For new researchers, the question arises because they are unfamiliar with the process of family history research. For more experienced researchers it is because they have come to realise that there is so much research to do that it becomes overwhelming.
The standard advice given to people who are new to family history research is that you should always start with yourself. Sound advice, because if you start anywhere else you cannot be sure you are researching people who are actually related to you. However, that advice is not helpful past that point, so each time we sit down to do some research we are faced by the same question – where do I start?
The answer is research planning.
Research planning provides you with focus, in the form of research goals, questions or hypotheses; and direction, in the form of a list of tasks, sources and repositories. If you spend time on planning your research, then each time you sit down to do some research you have options for where you can start this time, and a process to keep track of what you have done and what you intend to do next. However, I am not just talking about producing a research plan based on a template, although such a plan is a very useful tool. The research planning process can be anything that helps to make your research more systematic.

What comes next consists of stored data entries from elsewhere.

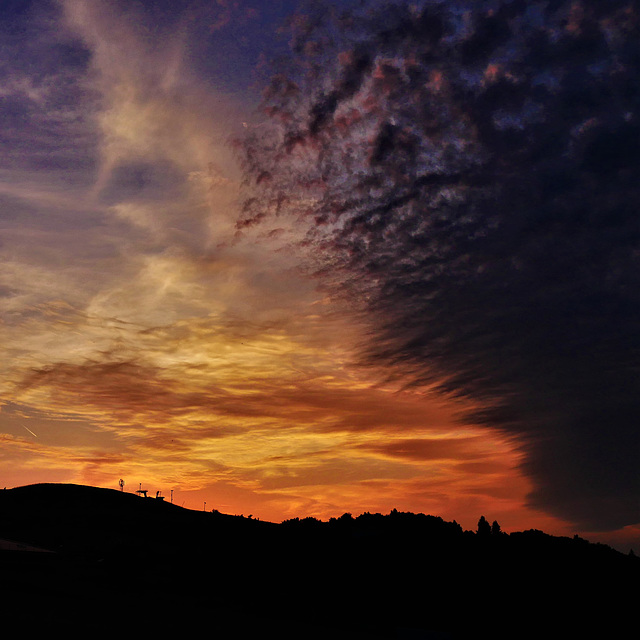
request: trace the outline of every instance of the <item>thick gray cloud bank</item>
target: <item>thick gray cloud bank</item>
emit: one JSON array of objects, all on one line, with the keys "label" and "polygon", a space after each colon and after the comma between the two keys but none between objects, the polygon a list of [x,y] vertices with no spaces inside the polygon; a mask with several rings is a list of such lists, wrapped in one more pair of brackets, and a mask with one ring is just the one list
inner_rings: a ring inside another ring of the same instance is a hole
[{"label": "thick gray cloud bank", "polygon": [[366,360],[478,406],[533,506],[640,522],[640,3],[316,6],[292,33],[239,227],[307,225]]}]

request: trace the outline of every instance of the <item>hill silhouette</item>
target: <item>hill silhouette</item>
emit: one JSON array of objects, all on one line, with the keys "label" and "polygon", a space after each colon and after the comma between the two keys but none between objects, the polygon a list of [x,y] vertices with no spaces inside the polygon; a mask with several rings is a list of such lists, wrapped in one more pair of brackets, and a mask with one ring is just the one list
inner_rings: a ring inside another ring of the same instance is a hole
[{"label": "hill silhouette", "polygon": [[0,552],[24,630],[608,637],[635,622],[640,576],[635,556],[536,530],[395,510],[275,524],[81,485],[1,491],[0,538],[40,549]]}]

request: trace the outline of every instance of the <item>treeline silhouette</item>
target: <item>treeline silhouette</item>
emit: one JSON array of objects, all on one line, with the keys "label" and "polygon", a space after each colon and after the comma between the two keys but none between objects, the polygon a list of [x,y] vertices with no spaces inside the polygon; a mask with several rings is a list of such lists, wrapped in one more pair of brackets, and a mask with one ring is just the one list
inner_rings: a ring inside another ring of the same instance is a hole
[{"label": "treeline silhouette", "polygon": [[0,552],[0,606],[23,630],[611,637],[635,621],[640,576],[634,555],[484,516],[275,524],[80,485],[0,491],[0,538],[49,551]]}]

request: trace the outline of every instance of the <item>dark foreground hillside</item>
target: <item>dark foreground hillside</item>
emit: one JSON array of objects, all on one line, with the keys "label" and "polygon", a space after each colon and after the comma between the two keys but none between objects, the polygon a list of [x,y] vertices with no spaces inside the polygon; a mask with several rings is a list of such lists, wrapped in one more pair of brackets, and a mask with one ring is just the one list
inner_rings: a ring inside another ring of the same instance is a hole
[{"label": "dark foreground hillside", "polygon": [[[637,629],[640,560],[422,514],[260,522],[78,485],[0,492],[0,606],[23,632],[600,638]],[[47,636],[45,636],[47,637]]]}]

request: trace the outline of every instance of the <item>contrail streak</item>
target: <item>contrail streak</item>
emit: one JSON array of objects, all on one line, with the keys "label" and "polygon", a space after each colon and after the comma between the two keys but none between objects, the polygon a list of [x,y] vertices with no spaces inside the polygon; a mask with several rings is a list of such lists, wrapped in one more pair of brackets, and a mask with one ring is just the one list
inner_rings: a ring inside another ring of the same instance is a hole
[{"label": "contrail streak", "polygon": [[38,436],[33,433],[33,431],[31,431],[31,429],[29,429],[29,427],[25,427],[25,425],[22,425],[34,438],[37,438]]}]

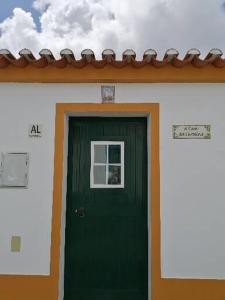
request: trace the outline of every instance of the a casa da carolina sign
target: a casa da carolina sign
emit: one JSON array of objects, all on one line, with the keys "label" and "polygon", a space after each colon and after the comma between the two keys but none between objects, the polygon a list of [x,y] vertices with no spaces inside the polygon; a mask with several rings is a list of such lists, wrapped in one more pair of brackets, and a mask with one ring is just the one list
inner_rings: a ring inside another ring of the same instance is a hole
[{"label": "a casa da carolina sign", "polygon": [[211,139],[210,125],[173,125],[174,139]]}]

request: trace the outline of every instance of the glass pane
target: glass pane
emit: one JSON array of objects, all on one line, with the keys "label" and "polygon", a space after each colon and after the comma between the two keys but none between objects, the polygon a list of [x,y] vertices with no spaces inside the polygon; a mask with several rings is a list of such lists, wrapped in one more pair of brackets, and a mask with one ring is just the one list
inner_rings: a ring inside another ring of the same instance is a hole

A fundamental principle in research planning is that you must always start from the known and move into the unknown, or, as I like to describe it – start from a solid foundation. This means you can start your research from any person in your family history, provided you are sure that the information you have and the conclusions you have reached about that person are sound. This is the principle that underlies the instruction to start with yourself when you are just beginning.
The challenge then becomes identifying and documenting the solid foundation points in your family history so that you can use them as stepping stones for further research.

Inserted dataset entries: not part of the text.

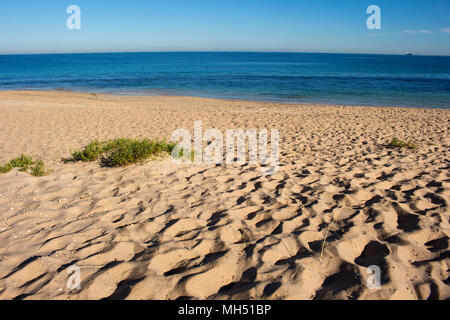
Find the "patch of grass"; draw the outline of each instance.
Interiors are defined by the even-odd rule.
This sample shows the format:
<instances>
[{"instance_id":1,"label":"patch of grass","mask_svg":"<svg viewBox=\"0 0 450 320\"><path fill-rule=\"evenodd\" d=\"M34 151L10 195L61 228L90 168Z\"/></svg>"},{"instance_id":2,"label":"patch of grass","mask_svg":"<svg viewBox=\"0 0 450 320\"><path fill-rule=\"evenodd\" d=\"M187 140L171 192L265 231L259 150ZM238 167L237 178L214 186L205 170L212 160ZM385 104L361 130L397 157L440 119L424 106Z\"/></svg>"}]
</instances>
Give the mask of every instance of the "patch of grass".
<instances>
[{"instance_id":1,"label":"patch of grass","mask_svg":"<svg viewBox=\"0 0 450 320\"><path fill-rule=\"evenodd\" d=\"M3 166L1 166L0 172L7 173L11 171L13 168L19 168L19 171L25 172L32 164L33 159L29 156L22 154L19 157L11 159L8 163L5 163Z\"/></svg>"},{"instance_id":2,"label":"patch of grass","mask_svg":"<svg viewBox=\"0 0 450 320\"><path fill-rule=\"evenodd\" d=\"M407 149L417 149L417 144L413 141L403 141L397 138L393 138L391 142L388 143L388 147L391 148L407 148Z\"/></svg>"},{"instance_id":3,"label":"patch of grass","mask_svg":"<svg viewBox=\"0 0 450 320\"><path fill-rule=\"evenodd\" d=\"M32 165L34 166L32 167ZM13 168L19 168L19 171L21 172L27 172L28 169L31 169L31 174L34 176L43 176L47 174L47 171L45 171L44 169L43 161L37 160L36 162L34 162L32 157L24 154L20 155L17 158L11 159L3 166L0 166L0 173L7 173Z\"/></svg>"},{"instance_id":4,"label":"patch of grass","mask_svg":"<svg viewBox=\"0 0 450 320\"><path fill-rule=\"evenodd\" d=\"M142 163L150 158L170 154L175 143L164 140L119 138L99 142L91 141L83 150L72 153L73 161L96 161L111 167L124 167Z\"/></svg>"},{"instance_id":5,"label":"patch of grass","mask_svg":"<svg viewBox=\"0 0 450 320\"><path fill-rule=\"evenodd\" d=\"M31 175L35 177L42 177L48 173L47 170L44 169L44 161L37 160L34 163L34 166L31 167Z\"/></svg>"},{"instance_id":6,"label":"patch of grass","mask_svg":"<svg viewBox=\"0 0 450 320\"><path fill-rule=\"evenodd\" d=\"M3 166L0 167L0 173L7 173L14 168L10 162L5 163Z\"/></svg>"},{"instance_id":7,"label":"patch of grass","mask_svg":"<svg viewBox=\"0 0 450 320\"><path fill-rule=\"evenodd\" d=\"M124 167L132 163L141 163L149 158L170 154L175 147L165 141L152 141L149 139L131 140L123 139L112 143L105 158L106 163L113 167ZM109 145L108 147L110 147Z\"/></svg>"},{"instance_id":8,"label":"patch of grass","mask_svg":"<svg viewBox=\"0 0 450 320\"><path fill-rule=\"evenodd\" d=\"M83 150L72 153L74 161L91 162L96 161L102 153L102 144L97 140L91 141Z\"/></svg>"}]
</instances>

One method is to choose the person you want to start with (for any reason at all!) and verify that they are a solid foundation. To do this, you need to review all the information you already have and the sources you have already examined, and analyse whether the conclusions you have reached are sufficiently supported by the evidence. Be honest and critical – is the evidence strong, or are there doubts or inconsistencies? If the evidence is weak, then that becomes your first research task – to investigate further. Once you verify that this person is a solid foundation, then you can start moving outwards to research other people. Your first priority should be to move in the direction towards yourself, verifying that each person between your starting person and yourself is also a solid foundation. This confirms how your starting person is related to you.
Another method is to have a document or system that records where the solid foundations occur within your family tree. Each time you feel like researching, you just choose a point from that document or system. You could achieve this using family history software or research plans (and I will discuss these in later posts), but I like to use this simple tool which I call a Tree Health Assessment.
A Tree Health Assessment can be documented quite simply using a family tree chart. To use this method you must start with yourself, regardless of how long you have been researching your family history. As you assess the evidence for each person and their relationship to the previous generation you colour the line or box for that person based on your assessment. Green means the evidence is strong that you have identified the correct person and their relationship to the previous generation (e.g. father and daughter). Yellow means you have some evidence but it needs further research – for example, the evidence may be indirect or circumstantial. Red means that there are issues of concern, such as no sources, information from unreliable sources, inconsistencies or doubts about the conclusions. The solid foundations in your tree are any parts which are coloured green. Your research should always start at a point where the green person links to a yellow or red line or box (shown as a blue X in the example below). However, take care not to leap into researching a red coloured person if there are yellow ones between them and yourself, as the answers may lie in turning the yellow into a solid foundation first.